RFC 1909: unsized-rvalues

lang (typesystem | dst)

Feature Name: unsized_locals
Start Date: 2017-02-11
RFC PR: rust-lang/rfcs#1909
Rust Issue: rust-lang/rust#48055

Summary

Allow for local variables, function arguments, and some expressions to have an unsized type, and implement it by storing the temporaries in variably-sized allocas.

Have repeat expressions with a length that captures local variables be such an expression, returning an [T] slice.

Provide some optimization guarantees that unnecessary temporaries will not create unnecessary allocas.

Motivation

There are 2 motivations for this RFC:

Passing unsized values, such as trait objects, to functions by value is often desired. Currently, this must be done through a Box<T> with an unnecessary allocation.

One particularly common example is passing closures that consume their environment without using monomorphization. One would like for this code to work:

fn takes_closure(f: FnOnce()) { f(); }

But today you have to use a hack, such as taking a Box<FnBox<()>>.

Allocating a runtime-sized variable on the stack is important for good performance in some use-cases - see RFC #1808, which this is intended to supersede.

Detailed design

Unsized Rvalues - language

Remove the rule that requires all locals and rvalues to have a sized type. Instead, require the following:

The following expressions must always return a Sized type:
1. Function calls, method calls, operator expressions
  - implementing unsized return values for function calls would require the called function to do the alloca in our stack frame.
2. ADT expressions
  - see alternatives
3. cast expressions
  - this seems like an implementation simplicity thing. These can only be trivial casts.
The RHS of assignment expressions must always have a Sized type.
- Assigning an unsized type is impossible because we don't know how much memory is available at the destination. This applies to ExprAssign assignments and not to StmtLet let-statements.

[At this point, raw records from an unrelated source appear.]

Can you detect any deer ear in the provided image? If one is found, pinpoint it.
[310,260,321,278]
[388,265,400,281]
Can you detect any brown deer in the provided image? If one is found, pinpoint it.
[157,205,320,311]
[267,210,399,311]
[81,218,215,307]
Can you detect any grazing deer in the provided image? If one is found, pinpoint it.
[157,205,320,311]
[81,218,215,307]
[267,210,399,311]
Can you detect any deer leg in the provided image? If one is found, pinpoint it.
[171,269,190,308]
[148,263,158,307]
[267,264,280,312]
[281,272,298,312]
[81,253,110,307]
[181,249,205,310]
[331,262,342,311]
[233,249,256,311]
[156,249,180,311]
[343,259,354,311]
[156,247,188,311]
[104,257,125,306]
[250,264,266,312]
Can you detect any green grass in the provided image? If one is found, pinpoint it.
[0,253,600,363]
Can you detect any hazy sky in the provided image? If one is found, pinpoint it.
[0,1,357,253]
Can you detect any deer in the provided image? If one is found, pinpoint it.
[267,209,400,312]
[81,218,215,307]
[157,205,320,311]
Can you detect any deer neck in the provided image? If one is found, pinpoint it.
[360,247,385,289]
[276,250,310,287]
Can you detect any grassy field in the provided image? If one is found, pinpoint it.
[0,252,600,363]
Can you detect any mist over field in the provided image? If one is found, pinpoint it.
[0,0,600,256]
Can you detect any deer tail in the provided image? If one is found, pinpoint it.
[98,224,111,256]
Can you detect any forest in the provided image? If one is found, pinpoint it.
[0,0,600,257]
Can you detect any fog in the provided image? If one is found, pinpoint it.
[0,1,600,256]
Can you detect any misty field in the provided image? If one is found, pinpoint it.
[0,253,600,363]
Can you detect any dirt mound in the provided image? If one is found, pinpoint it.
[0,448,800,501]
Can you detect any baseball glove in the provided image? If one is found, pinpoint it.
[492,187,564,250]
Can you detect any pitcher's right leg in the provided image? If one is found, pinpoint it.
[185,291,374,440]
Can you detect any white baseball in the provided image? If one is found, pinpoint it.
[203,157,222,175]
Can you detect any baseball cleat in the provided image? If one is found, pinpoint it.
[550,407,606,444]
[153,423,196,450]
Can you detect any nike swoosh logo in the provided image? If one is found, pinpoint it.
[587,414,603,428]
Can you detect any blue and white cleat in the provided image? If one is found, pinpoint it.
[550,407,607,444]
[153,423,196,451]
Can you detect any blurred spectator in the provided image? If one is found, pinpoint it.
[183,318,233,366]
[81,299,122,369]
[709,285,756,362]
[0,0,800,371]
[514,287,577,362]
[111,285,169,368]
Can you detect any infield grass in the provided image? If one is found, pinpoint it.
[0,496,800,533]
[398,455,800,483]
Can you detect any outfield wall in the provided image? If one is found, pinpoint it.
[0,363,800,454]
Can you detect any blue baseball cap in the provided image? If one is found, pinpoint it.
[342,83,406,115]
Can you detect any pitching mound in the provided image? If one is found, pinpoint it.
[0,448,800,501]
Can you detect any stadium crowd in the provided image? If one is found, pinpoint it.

This also allows passing unsized values to functions, with the ABI being as if a &move pointer was passed (a (by-move-data, extra) pair). This also means that methods taking self by value are object-safe, though vtable shims are sometimes needed to translate the ABI (as the callee-side intentionally does not pass extra to the fn in the vtable, no vtable shim is needed if the vtable function already takes its argument indirectly).

For example:

struct StringData {
    len: usize,
    data: [u8],
}

fn foo(s1: Box<StringData>, s2: Box<StringData>, cond: bool) {
    // this creates a VLA copy of either `s1.1` or `s2.1` on
    // the stack.
    let mut s = if cond {
        s1.data
    } else {
        s2.data
    };
    drop(s1);
    drop(s2);
    foo(s);
}

fn example(f: for<'a> FnOnce(&'a X<'a>)) {
    let x = X::new();
    f(x); // aka FnOnce::call_once(f, (x,));
}

VLA expressions

Allow repeat expressions to capture variables from their surrounding environment. If a repeat expression captures such a variable, it has type [T] with the length being evaluated at run-time. If the repeat expression does not capture any variable, the length is evaluated at compile-time. For example:

extern "C" {
   fn random() -> usize;
}

fn foo(n: usize) {
    let x = [0u8; n]; // x: [u8]
    let x = [0u8; n + (random() % 100)]; // x: [u8]
    let x = [0u8; 42]; // x: [u8; 42], like today
    let x = [0u8; random() % 100]; //~ ERROR constant evaluation error
}

"captures a variable" - as in RFC #1558 - is used as the condition for making the return be [T] because it is simple, easy to understand, and introduces no type-checking complications.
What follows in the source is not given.